With the recent advance of experimental techniques in molecular biology, the research of modern life science is shifting to the comprehensive understanding of biological mechanisms carried out by a variety of molecules. The focus of our laboratory is placed on biological phenomena that can be represented by biological networks such as metabolic pathways and signal transduction pathways. The research objective is to develop computational techniques based on computer science and/or statistics to systematically understand the principles of biological networks at the cellular and organism level. Considering the focus of the 21st Century COE program "Knowledge Information Infrastructure for Genome Science", we here show two typical examples of our research.

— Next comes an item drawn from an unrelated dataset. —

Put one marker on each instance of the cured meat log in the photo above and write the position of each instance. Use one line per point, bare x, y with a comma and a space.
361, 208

New Chemical Descriptor Based-on Graph Theory
The tree-width is, in graph theory, a metric for the complexity of a graph. More precisely, it is a measure indicating how a given graph is similar to a tree. For example, if a given graph of
n nodes is a tree, its tree-width is one, and it will be two if the graph has a cycle. And it will be
n-1 if the graph is a complete graph. We checked how we can use the tree-width as a chemical descriptor for a planar chemical structure of a given chemical compound. We focused on the chemical reactions by which the tree-width of a chemical compound can change. Our first finding was that these reactions tend to have particular EC numbers. We then found that the graph connectivity of an arbitrary pathway graph changes drastically when we remove these chemical reactions. These results imply that the tree-width can be a new chemical descriptor to elucidate the structural and biochemical properties of chemical compounds.
Fig. 1. Tree-Width
A database of metabolic pathways is a collection of chemical reactions that appeared in the literature. This indicates that each reaction is not observed under a same cellular condition, implying that a long distance path might not be true under some condition. Motivated by this doubt, we build a method to find biologically active paths in a given metabolic pathways by using microarrays. We generate a hierarchical mixture of Markov chains using a given pathway and estimate its probabilistic parameters from given microarray experiments based on an EM (Expectation-Maximization) algorithm. Experiments using real datasets showed that our method found paths actually used in terms of gene expressions as well as the correlation of chemical reactions located at distant parts in a pathway.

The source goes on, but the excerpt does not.